Solve for [tex]\( x \)[/tex].

1. [tex]-7x^2 + 28 = 0[/tex]
2. [tex]5x^2 - 60 = 0[/tex]
3. [tex]-10x^2 + 50 = 0[/tex]
4. [tex]6x^2 - 48 = 0[/tex]
5. [tex]8x^2 + 16 = 0[/tex]
6. [tex]-3x^2 + 60 = 0[/tex]
7. [tex]-5x^2 - 15 = 0[/tex]



Answer :

Sure, I can guide you through solving each of these quadratic equations step-by-step.

### Step-by-Step Solutions:

1. Equation [tex]\(5 x^2 - 60 = 0\)[/tex]

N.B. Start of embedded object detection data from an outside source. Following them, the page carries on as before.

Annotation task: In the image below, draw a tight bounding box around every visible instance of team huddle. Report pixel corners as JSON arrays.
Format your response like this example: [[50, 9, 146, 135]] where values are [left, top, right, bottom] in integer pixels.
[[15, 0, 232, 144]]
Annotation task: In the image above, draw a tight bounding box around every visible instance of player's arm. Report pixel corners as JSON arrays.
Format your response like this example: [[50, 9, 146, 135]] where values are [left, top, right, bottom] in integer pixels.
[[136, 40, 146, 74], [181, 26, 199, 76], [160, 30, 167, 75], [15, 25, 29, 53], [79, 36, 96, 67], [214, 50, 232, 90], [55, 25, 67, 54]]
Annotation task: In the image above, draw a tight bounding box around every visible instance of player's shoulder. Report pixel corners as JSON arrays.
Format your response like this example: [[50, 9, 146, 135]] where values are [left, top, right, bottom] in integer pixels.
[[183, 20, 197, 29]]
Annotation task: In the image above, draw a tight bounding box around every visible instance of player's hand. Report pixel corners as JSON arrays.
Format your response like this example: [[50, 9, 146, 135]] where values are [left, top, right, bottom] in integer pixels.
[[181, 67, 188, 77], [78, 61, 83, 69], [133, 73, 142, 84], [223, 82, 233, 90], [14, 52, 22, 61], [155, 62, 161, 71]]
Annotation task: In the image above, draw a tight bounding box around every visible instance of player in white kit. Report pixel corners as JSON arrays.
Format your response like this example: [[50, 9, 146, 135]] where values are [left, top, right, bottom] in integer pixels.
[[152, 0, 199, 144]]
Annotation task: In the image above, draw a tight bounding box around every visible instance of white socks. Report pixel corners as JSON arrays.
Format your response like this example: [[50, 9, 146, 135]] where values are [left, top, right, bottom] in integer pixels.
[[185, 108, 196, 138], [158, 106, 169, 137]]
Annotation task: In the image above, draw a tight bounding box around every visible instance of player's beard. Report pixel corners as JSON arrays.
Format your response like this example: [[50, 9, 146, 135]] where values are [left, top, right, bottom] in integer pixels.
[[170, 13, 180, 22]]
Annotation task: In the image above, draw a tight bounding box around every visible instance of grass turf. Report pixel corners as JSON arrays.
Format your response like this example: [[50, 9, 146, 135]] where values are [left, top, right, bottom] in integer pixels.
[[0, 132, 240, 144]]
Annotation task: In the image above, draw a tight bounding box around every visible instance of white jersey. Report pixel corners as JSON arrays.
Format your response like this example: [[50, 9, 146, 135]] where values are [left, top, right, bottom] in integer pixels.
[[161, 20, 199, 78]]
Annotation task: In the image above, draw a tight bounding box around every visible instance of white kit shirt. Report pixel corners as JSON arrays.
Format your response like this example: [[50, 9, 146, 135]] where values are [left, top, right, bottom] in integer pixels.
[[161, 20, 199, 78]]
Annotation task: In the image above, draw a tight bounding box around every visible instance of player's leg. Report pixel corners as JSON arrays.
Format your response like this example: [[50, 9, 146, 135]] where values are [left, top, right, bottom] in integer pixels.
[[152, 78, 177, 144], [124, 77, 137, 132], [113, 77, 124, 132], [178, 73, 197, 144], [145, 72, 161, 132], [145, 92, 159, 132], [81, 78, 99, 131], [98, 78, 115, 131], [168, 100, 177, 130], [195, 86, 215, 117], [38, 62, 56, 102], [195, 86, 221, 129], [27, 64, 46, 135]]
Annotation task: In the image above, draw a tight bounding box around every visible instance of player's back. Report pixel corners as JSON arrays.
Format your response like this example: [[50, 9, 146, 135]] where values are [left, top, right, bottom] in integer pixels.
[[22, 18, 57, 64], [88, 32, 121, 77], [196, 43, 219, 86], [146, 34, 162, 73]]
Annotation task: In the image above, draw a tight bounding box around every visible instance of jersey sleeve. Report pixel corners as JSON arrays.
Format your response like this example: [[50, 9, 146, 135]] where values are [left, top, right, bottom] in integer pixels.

- Move the constant term to the right: [tex]\(5 x^2 = 60\)[/tex]
- Divide both sides by 5: [tex]\(x^2 = 12\)[/tex]
- Take the square root of both sides: [tex]\(x = \pm\sqrt{12}\)[/tex]
- Simplify the square root: [tex]\(x = \pm2\sqrt{3}\)[/tex]

2. Equation [tex]\(-7 x^2 + 28 = 0\)[/tex]

- Move the constant term to the right: [tex]\(-7 x^2 = -28\)[/tex]
- Divide both sides by -7: [tex]\(x^2 = 4\)[/tex]
- Take the square root of both sides: [tex]\(x = \pm\sqrt{4}\)[/tex]
- Simplify the square root: [tex]\(x = \pm2\)[/tex]

3. Equation [tex]\(-10 x^2 + 50 = 0\)[/tex]

- Move the constant term to the right: [tex]\(-10 x^2 = -50\)[/tex]
- Divide both sides by -10: [tex]\(x^2 = 5\)[/tex]
- Take the square root of both sides: [tex]\(x = \pm\sqrt{5}\)[/tex]

4. Equation [tex]\(6 x^2 - 48 = 0\)[/tex]

- Move the constant term to the right: [tex]\(6 x^2 = 48\)[/tex]
- Divide both sides by 6: [tex]\(x^2 = 8\)[/tex]
- Take the square root of both sides: [tex]\(x = \pm\sqrt{8}\)[/tex]
- Simplify the square root: [tex]\(x = \pm2\sqrt{2}\)[/tex]

5. Equation [tex]\(8 x^2 + 16 = 0\)[/tex]

- Move the constant term to the right: [tex]\(8 x^2 = -16\)[/tex]
- Divide both sides by 8: [tex]\(x^2 = -2\)[/tex]
- Taking the square root of a negative number introduces imaginary numbers: [tex]\(x = \pm i\sqrt{2}\)[/tex]

6. Equation [tex]\(-3 x^2 + 60 = 0\)[/tex]

- Move the constant term to the right: [tex]\(-3 x^2 = -60\)[/tex]
- Divide both sides by -3: [tex]\(x^2 = 20\)[/tex]
- Take the square root of both sides: [tex]\(x = \pm\sqrt{20}\)[/tex]
- Simplify the square root: [tex]\(x = \pm2\sqrt{5}\)[/tex]

7. Equation [tex]\(-5 x^2 - 15 = 0\)[/tex]

- Move the constant term to the right: [tex]\(-5 x^2 = 15\)[/tex]
- Divide both sides by -5: [tex]\(x^2 = -3\)[/tex]
- Taking the square root of a negative number introduces imaginary numbers: [tex]\(x = \pm i\sqrt{3}\)[/tex]

### Summary of Solutions:

1. [tex]\(5 x^2 - 60 = 0 \rightarrow x = \pm 2\sqrt{3}\)[/tex]
2. [tex]\(-7 x^2 + 28 = 0 \rightarrow x = \pm 2\)[/tex]
3. [tex]\(-10 x^2 + 50 = 0 \rightarrow x = \pm \sqrt{5}\)[/tex]
4. [tex]\(6 x^2 - 48 = 0 \rightarrow x = \pm 2\sqrt{2}\)[/tex]
5. [tex]\(8 x^2 + 16 = 0 \rightarrow x = \pm i\sqrt{2}\)[/tex]
6. [tex]\(-3 x^2 + 60 = 0 \rightarrow x = \pm 2\sqrt{5}\)[/tex]
7. [tex]\(-5 x^2 - 15 = 0 \rightarrow x = \pm i\sqrt{3}\)[/tex]

These solutions represent the values of [tex]\(x\)[/tex] that satisfy each of the given quadratic equations.